Честность вынуждает меня пообещать, что когда-нибудь позже я составлю исчерпывающее описание нашего путешествия, включая его завершение, которое назову «Книга третья». Не претендуя на таланты Колли, я надеюсь, что пережитые нами удивительные и опасные приключения с лихвой возместят простоту повествования.

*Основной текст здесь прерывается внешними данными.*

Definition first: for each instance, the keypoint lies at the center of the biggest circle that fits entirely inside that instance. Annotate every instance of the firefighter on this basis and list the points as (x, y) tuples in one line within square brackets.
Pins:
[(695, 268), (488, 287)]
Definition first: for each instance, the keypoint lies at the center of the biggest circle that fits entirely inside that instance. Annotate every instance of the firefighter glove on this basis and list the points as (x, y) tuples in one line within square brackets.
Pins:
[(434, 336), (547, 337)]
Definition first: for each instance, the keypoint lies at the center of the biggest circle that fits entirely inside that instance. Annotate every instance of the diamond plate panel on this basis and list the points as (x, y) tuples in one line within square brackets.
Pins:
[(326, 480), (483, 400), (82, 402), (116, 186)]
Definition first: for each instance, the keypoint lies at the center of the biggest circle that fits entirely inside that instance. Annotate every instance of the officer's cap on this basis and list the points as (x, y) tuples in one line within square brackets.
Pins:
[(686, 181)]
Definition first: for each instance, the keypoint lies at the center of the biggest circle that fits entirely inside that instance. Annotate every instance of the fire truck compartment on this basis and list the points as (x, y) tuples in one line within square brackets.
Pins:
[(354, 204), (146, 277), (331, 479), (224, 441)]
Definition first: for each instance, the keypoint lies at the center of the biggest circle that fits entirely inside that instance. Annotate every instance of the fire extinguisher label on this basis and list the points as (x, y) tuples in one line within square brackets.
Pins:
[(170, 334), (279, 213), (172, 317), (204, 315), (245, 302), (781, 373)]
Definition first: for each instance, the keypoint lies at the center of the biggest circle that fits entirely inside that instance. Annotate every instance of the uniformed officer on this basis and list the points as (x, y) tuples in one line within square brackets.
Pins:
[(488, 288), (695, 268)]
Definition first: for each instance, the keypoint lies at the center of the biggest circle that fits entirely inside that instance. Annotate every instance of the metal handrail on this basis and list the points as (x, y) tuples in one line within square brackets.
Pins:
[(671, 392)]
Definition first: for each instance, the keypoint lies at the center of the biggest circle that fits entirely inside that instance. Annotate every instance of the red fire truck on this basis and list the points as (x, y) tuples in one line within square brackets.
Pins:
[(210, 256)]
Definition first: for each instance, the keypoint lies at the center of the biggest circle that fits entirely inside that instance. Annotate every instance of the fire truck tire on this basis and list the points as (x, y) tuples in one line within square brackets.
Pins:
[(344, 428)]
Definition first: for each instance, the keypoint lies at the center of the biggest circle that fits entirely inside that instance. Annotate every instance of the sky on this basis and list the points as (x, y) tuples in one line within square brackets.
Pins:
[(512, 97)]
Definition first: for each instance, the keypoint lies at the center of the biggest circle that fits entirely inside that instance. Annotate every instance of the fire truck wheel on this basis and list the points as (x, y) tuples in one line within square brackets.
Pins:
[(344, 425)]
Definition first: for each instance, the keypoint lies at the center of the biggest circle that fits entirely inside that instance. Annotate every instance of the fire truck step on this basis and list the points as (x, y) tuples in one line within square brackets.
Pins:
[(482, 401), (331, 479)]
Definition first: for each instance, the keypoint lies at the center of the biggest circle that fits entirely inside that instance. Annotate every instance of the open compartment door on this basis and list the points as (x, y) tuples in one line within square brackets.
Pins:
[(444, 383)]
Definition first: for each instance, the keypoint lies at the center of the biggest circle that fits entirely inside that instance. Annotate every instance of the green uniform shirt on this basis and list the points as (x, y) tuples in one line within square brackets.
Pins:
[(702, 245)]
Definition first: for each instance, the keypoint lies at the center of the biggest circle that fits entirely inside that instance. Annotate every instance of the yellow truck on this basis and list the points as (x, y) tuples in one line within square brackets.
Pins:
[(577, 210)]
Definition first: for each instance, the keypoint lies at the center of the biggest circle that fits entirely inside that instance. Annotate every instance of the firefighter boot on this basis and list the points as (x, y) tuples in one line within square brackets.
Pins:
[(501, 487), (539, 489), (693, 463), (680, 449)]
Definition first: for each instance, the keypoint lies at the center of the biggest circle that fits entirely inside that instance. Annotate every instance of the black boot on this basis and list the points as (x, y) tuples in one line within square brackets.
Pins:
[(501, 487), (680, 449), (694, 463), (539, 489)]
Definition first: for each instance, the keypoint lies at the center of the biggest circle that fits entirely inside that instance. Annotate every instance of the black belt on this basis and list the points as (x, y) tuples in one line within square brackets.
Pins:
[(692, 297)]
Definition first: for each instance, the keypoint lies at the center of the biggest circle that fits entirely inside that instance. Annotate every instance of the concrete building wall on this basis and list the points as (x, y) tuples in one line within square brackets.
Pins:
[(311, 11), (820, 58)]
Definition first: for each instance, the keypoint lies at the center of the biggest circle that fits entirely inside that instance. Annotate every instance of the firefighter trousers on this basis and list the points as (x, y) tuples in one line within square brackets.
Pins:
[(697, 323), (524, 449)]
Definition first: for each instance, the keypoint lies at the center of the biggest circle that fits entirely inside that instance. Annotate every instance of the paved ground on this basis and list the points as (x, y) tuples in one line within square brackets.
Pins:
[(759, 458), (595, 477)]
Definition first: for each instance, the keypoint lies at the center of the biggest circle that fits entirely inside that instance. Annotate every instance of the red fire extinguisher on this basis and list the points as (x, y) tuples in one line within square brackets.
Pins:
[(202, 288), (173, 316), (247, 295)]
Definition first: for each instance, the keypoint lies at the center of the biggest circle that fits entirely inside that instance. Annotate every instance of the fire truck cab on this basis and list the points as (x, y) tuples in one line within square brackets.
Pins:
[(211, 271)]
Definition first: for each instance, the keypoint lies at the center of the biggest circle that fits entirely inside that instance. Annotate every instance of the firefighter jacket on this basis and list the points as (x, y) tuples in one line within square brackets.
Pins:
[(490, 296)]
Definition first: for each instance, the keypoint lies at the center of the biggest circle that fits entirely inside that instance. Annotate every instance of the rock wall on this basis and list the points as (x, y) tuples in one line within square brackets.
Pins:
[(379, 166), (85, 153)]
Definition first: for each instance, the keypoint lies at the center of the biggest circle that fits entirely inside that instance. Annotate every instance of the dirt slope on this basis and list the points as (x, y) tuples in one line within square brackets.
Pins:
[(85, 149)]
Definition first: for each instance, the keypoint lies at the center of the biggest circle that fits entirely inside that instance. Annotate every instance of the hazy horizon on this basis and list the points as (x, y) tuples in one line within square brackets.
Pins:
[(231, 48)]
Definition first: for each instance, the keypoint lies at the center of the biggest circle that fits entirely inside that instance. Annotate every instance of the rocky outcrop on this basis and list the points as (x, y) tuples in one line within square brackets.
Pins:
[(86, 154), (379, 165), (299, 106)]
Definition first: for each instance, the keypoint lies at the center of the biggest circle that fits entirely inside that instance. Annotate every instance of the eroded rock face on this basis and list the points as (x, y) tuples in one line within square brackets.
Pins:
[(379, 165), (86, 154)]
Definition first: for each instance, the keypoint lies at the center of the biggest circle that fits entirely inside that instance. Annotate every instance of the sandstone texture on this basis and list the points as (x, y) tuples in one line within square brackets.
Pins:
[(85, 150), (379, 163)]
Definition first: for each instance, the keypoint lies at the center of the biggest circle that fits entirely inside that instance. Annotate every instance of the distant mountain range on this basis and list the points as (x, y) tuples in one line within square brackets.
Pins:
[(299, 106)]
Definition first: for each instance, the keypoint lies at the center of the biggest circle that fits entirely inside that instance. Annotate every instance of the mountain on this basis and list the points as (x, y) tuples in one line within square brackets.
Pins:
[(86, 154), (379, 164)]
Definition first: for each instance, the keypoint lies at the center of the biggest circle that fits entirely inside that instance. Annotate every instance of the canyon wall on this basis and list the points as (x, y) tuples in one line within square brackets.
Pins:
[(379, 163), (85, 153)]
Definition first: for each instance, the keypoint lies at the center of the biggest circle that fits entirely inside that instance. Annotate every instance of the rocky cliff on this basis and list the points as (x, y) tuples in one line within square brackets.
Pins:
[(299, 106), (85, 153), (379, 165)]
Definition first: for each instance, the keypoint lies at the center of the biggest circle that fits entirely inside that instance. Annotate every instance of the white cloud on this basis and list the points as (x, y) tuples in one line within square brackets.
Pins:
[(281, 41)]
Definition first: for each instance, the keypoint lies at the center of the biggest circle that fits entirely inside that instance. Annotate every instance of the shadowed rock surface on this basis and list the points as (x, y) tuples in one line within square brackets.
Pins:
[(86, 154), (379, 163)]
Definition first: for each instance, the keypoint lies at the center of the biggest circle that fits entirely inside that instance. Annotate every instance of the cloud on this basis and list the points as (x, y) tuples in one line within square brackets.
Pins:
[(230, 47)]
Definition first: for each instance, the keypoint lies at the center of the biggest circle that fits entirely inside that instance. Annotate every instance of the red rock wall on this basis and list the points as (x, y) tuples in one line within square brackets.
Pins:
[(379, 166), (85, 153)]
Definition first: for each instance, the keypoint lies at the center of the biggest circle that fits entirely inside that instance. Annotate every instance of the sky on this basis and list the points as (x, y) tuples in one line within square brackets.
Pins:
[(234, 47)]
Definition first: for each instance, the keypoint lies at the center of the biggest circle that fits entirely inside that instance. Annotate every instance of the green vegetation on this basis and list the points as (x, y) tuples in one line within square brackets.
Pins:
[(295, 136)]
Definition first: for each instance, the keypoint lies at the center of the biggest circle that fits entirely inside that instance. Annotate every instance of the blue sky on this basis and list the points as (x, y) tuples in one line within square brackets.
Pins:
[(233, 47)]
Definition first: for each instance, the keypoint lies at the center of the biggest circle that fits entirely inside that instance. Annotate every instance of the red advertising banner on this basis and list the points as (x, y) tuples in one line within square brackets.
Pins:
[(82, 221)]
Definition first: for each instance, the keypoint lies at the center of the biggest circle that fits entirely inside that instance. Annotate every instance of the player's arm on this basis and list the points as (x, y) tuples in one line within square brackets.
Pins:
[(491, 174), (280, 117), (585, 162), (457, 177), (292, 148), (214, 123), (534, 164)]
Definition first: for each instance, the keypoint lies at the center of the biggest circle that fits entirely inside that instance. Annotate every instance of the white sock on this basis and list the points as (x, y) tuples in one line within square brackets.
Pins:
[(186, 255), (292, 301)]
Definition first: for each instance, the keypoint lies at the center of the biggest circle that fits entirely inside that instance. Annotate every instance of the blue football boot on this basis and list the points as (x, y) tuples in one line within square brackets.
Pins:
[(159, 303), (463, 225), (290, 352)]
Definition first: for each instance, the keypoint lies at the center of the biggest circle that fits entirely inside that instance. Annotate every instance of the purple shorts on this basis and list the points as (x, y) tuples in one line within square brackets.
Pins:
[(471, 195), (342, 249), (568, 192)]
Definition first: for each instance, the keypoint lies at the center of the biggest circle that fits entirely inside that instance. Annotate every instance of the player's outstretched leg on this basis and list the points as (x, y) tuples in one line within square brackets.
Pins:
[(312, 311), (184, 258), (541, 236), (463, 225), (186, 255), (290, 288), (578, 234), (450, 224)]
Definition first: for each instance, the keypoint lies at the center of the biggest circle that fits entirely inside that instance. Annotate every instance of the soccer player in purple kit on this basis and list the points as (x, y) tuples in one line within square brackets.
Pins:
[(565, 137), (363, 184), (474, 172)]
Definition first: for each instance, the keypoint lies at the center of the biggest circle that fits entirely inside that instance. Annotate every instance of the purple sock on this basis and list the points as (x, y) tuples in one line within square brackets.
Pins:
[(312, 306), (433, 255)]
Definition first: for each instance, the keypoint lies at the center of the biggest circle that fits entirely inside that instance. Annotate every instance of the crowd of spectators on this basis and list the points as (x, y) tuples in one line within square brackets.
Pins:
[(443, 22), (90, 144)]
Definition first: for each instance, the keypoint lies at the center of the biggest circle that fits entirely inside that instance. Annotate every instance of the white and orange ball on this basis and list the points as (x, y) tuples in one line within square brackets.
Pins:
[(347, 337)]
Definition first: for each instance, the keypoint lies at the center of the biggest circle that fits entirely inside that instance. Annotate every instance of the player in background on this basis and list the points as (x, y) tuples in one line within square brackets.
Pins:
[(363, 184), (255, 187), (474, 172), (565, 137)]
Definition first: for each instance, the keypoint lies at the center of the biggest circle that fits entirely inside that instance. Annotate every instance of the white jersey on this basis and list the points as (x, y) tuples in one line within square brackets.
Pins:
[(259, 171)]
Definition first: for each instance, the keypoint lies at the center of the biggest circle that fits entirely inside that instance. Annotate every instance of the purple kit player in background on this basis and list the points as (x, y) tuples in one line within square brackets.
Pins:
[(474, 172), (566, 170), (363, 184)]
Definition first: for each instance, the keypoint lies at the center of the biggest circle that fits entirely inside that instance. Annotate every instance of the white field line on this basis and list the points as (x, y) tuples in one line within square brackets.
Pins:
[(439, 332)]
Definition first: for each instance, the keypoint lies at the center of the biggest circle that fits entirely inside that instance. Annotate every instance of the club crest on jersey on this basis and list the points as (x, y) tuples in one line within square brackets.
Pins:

Есть и еще одно соображение. Я наполовину решился опубликовать свои записи! Быть может, тогда эти слова прочтут не только мои близкие, но и широкая публика. Мною овладело желание печататься. То, что началось по воле моего крестного, продолжилось уже благодаря моей склонности, когда обнаружилось, что я — всего лишь писатель, со всеми устремлениями (если не со всеми недостатками) сей породы. В дни нашего наивысшего «веселья» я изложил все это мистеру Брокльбанку, признавшись, что чувствую себя недостаточно беспутным для писательской стези, на что он ответил вязким, как мушмула, голосом: «Мой дорогой сэр! Продолжайте пить, как пьете, и вы преодолеете все!» Едва ли нужно добавлять, что в тот день, как и во многие другие, он был сильно навеселе. Но вполне возможно, что человек благородного происхождения, образованный и неглупый, вернет словотворчеству некоторое достоинство, которого лишили его наши писаки.

Недостатки? Признаюсь в честолюбивых амбициях. Самая ничтожная из них — напечататься. Полноте, дорогой читатель, кто из нас не писал в надежде раскрыть миру самое сокровенное? Мы полагаем, что найдется кому прочесть наши записи, пусть в них и отрицается такая возможность. Скажу более: кто же пишет, не испытывая некоторого соблазна покорить публику? Во мне, как и в любом писателе, есть то, что Мильтон назвал «последней слабостью возвышенного ума», — желание прославить свое имя, насладиться всеобщим искренним восхищением и возбудить любопытство к личности и характеру автора со стороны прекрасного пола. Итак, хотя я и говаривал, и часто думал, что пишу только для себя, еще чаще я задумывался о том, для кого же я пишу — для моей матушки, или для той, Другой, или для какого-нибудь старинного школьного товарища, чье лицо живо в памяти, а имя забылось.

Я поймал себя и на том, что с удовольствием представляю три роскошно изданных тома «Путешествия Тальбота на край света»!

Впрочем, все вышеизложенное сказано для того, чтобы принести извинения гипотетической публике, которую, возможно, удивит столь резко обрывающаяся «Книга вторая». Тем не менее я надеюсь, что читатели мои успокоятся, смягчат негодование, и их заинтересует это «объявление» тома третьего!